The prototype integrated the kind of video-game UI that DARPA was after. Swink said that the developers made this a priority, even using some of the same artists with whom they’d designed video games to achieve the effect Maeda envisioned.
“What she said made sense to me,” Swink said, “but, not having worked with the military before, I was stunned that they didn’t have it.”
The other main TIGR selling point Swink emphasized was giving small units the ability to access and update maps, and use them in planning patrols. Intelligence officers at brigade level and above already had the capability, but those going outside the wire did not.
“They found it really difficult to get up-to-date maps of the areas they were going to patrol,” Swink explained. “They loved that they could load in the latest maps at platoon level, print them, and walk out the door with them right before patrol.”

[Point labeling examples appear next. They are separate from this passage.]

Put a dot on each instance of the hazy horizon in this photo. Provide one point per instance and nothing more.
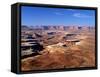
(33, 16)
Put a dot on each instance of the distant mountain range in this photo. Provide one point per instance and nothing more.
(58, 27)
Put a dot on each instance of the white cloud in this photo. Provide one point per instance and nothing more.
(79, 15)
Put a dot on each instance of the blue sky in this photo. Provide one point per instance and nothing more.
(32, 16)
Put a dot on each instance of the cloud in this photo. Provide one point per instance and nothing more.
(58, 13)
(79, 15)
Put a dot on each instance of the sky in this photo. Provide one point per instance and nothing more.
(32, 16)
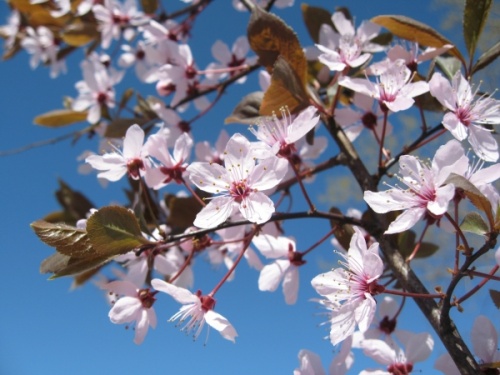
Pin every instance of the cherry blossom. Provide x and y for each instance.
(344, 49)
(96, 89)
(363, 115)
(236, 57)
(417, 348)
(135, 306)
(197, 309)
(280, 134)
(467, 114)
(355, 285)
(426, 196)
(173, 166)
(285, 268)
(241, 181)
(205, 152)
(412, 57)
(394, 89)
(116, 164)
(43, 48)
(113, 16)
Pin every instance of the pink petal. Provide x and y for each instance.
(181, 295)
(221, 324)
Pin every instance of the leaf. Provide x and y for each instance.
(78, 34)
(487, 58)
(67, 240)
(285, 90)
(114, 230)
(247, 110)
(475, 196)
(314, 17)
(63, 265)
(475, 16)
(183, 210)
(448, 65)
(269, 37)
(60, 117)
(118, 127)
(343, 232)
(415, 31)
(495, 297)
(281, 54)
(474, 223)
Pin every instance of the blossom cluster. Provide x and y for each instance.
(236, 190)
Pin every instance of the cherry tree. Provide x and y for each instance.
(234, 198)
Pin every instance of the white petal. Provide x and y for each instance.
(221, 324)
(272, 274)
(181, 295)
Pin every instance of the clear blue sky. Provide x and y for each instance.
(47, 329)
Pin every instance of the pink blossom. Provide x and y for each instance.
(426, 194)
(280, 134)
(116, 164)
(236, 57)
(135, 306)
(393, 89)
(467, 114)
(285, 268)
(197, 309)
(170, 167)
(241, 181)
(364, 115)
(96, 89)
(355, 285)
(417, 348)
(43, 48)
(114, 16)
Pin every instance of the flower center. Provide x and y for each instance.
(240, 190)
(134, 166)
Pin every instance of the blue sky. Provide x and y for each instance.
(47, 329)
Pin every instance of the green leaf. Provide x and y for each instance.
(247, 110)
(475, 16)
(474, 223)
(487, 58)
(67, 240)
(114, 230)
(448, 65)
(415, 31)
(118, 127)
(314, 17)
(62, 265)
(60, 117)
(473, 194)
(495, 297)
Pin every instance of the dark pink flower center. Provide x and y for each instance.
(464, 116)
(134, 166)
(240, 190)
(174, 173)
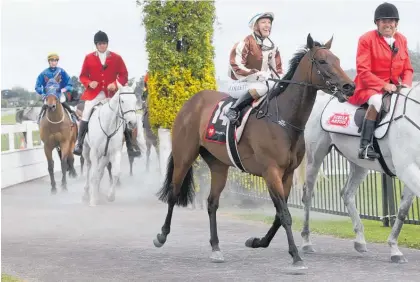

Swink knew this from experience, from sitting beside soldiers in Camp Victory or Camp Taji in Iraq and talking to those who went on patrol. With that input, Swink could make coding improvements to TIGR on the fly. The 1st Cavalry, 1st Brigade Combat Team, Funk, and Michaelis had made this possible, teaming with DARPA to experiment with TIGR during exercises in 2005-2006. The feedback from soldiers was immediate, Maeda remembered.
Said Maeda, “We had a construct [in the TIGR environment] including ‘Events, People, Reports.’ One of the soldiers pointed out the need for a [repository] called ‘Collection,’ saying that when about to embark on the next patrol, he wanted to look for relevant events in a single folder, i.e. Collection.”
The feedback was embraced by TIGR developers, who brought an agile development mind-set to the system. Unlike more formal Army software, TIGR didn’t have to be fully perfected before it rolled out. Eighty percent was good enough, with successive iteration in the field improving the product more effectively.